Manchmal denke ich, ich habe zu viel Zeit in der akademischen Welt verbracht. Ich habe 40 Jahre lang Forschung betrieben und meine eigene Firma erst mit 63 Jahren gegründet. Ich würde mir durchaus wünschen, ich hätte schon früher damit begonnen. Trotzdem macht mir die Forschung nach wie vor viel Spaß und ich ziehe viel Bestätigung aus dieser Arbeit.

Wer oder was war Ihre größte Inspiration?

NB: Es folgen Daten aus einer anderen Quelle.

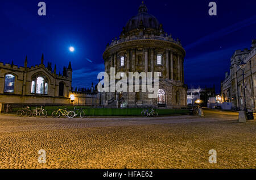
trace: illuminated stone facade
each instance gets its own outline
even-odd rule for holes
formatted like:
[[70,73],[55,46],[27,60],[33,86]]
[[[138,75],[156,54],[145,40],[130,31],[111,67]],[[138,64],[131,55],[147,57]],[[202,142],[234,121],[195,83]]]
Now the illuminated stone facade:
[[256,40],[252,41],[250,49],[237,50],[230,60],[230,73],[226,73],[221,82],[221,95],[224,102],[242,109],[245,106],[242,71],[239,64],[246,64],[245,71],[246,107],[255,111],[256,106]]
[[[119,36],[107,45],[103,55],[105,71],[115,73],[159,72],[159,93],[149,99],[147,93],[106,93],[102,103],[117,107],[154,105],[180,108],[187,104],[187,87],[184,83],[185,52],[178,39],[164,32],[163,25],[147,13],[144,3],[138,14],[129,20]],[[162,92],[162,93],[161,93]],[[164,99],[163,99],[164,98]]]
[[41,64],[27,66],[26,57],[24,67],[0,62],[0,110],[2,104],[70,104],[72,69],[69,63],[63,74],[57,74],[56,66]]

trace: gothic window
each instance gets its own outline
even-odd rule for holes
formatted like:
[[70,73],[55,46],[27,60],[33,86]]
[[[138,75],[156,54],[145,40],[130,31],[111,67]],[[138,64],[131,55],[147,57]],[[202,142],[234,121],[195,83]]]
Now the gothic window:
[[31,82],[31,93],[35,93],[35,81],[32,81]]
[[64,96],[64,83],[62,82],[60,82],[59,86],[59,96],[60,97]]
[[13,93],[14,92],[14,82],[15,77],[13,74],[6,74],[5,81],[5,93]]
[[175,101],[176,104],[179,104],[180,103],[180,92],[177,91],[176,92],[175,94]]
[[44,79],[42,77],[36,78],[36,94],[44,94]]
[[158,65],[162,65],[163,61],[163,56],[158,55]]
[[164,91],[160,89],[158,90],[158,104],[165,104],[166,103],[166,93]]
[[48,83],[44,84],[44,94],[48,94]]
[[142,57],[141,57],[141,55],[139,55],[138,57],[138,62],[139,64],[142,64]]
[[159,77],[162,77],[162,72],[158,72],[158,76]]
[[125,56],[121,57],[121,66],[123,66],[125,65]]
[[41,73],[37,74],[32,77],[31,81],[31,94],[48,94],[48,79]]

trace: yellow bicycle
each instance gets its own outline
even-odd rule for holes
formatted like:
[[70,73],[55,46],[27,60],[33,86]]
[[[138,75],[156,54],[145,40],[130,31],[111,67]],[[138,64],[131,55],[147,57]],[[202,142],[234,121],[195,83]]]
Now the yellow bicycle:
[[73,118],[73,116],[72,116],[72,115],[75,114],[75,112],[71,112],[71,113],[69,113],[71,111],[67,111],[67,108],[65,108],[64,110],[62,110],[61,108],[59,108],[57,111],[55,111],[52,112],[52,116],[54,118],[60,118],[60,115],[62,115],[63,116],[65,116],[66,118],[68,118],[69,119]]

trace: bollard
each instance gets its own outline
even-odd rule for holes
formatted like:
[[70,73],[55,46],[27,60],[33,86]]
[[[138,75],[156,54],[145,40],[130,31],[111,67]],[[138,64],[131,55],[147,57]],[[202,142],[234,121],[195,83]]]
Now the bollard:
[[239,111],[238,121],[240,123],[245,123],[247,120],[245,111]]
[[204,112],[203,111],[203,109],[202,109],[201,108],[200,108],[198,110],[198,115],[199,115],[199,116],[201,116],[201,117],[204,117]]

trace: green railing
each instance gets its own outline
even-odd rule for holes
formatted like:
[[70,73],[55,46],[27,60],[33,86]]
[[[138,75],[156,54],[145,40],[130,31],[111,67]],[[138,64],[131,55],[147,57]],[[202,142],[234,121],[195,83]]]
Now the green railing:
[[[9,111],[9,114],[16,114],[18,110],[23,107],[13,106]],[[32,110],[36,107],[40,106],[30,107],[30,110]],[[82,108],[85,112],[86,116],[141,116],[141,111],[144,109],[142,108],[93,108],[88,106],[46,106],[43,108],[47,111],[48,116],[51,116],[52,112],[57,110],[59,108],[61,109],[67,108],[67,110],[74,111],[75,107],[76,113],[79,112],[79,109]],[[159,115],[172,115],[172,114],[187,114],[189,112],[188,109],[155,109]]]

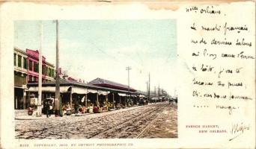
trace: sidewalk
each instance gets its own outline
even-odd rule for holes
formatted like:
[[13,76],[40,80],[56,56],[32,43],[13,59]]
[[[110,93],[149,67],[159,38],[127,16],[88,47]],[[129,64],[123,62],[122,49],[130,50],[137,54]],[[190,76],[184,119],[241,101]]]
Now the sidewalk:
[[[33,112],[32,115],[28,115],[26,110],[15,110],[15,119],[16,120],[37,120],[37,119],[49,119],[49,118],[61,118],[61,117],[55,117],[54,114],[52,114],[51,116],[47,118],[46,115],[42,113],[42,116],[37,116],[36,112]],[[68,117],[68,116],[82,116],[89,115],[90,113],[85,113],[85,114],[72,114],[71,115],[64,115],[62,117]]]

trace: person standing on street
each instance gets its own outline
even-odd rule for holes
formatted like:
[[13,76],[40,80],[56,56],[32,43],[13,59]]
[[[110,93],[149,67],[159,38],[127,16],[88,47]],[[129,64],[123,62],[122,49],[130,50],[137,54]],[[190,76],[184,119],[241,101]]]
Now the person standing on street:
[[51,116],[51,113],[50,113],[50,111],[49,111],[49,110],[50,110],[50,104],[49,104],[49,101],[47,101],[46,103],[46,116],[47,116],[47,118],[49,118],[49,116]]

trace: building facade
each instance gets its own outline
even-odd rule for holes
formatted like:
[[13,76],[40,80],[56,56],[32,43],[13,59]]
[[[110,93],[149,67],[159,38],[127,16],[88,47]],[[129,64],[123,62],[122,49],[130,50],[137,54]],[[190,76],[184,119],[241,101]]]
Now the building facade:
[[[38,82],[39,52],[14,48],[14,109],[25,109],[28,107],[27,83]],[[43,57],[43,82],[54,80],[54,66],[46,61]]]

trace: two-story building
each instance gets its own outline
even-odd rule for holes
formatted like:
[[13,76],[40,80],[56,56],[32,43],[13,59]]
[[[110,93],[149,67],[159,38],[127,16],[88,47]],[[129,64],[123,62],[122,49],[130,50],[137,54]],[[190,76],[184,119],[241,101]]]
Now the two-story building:
[[[25,109],[28,106],[27,83],[38,82],[38,51],[14,48],[14,109]],[[44,57],[42,61],[43,82],[54,80],[54,66],[46,62]]]

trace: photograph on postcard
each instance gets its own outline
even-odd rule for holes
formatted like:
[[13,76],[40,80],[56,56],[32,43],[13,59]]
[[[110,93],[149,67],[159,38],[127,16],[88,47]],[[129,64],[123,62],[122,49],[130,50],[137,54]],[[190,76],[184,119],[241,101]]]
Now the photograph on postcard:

Meine Mutter hatte einen unstillbaren Wissensdurst. Sie hatte keine höhere Bildung genossen, interessierte sich aber für alles und jeden. Sie kannte die Namen sämtlicher Sterne, Blumen und Vögel und wusste auch viel über unsere Geschichte. Eine meiner Töchter arbeitet als Ärztin in der Krebsforschung. Sie ist der Meinung, dass der Grund für die Arbeit, die sie und ich machen, der Wissensdurst meiner Mutter ist.

Und was würden Sie sagen war Ihre bedeutendste Leistung?

Kinder zu haben. Es ist ein großes Privileg, sie aufwachsen zu sehen und auch in so vielerlei Hinsicht von ihnen unterstützt zu werden. Auch die Partnerschaft mit meiner Frau ist für mich etwas sehr Wertvolles. Das Wichtigste im Leben sind Familie, Freundschaften und Menschen im Allgemeinen.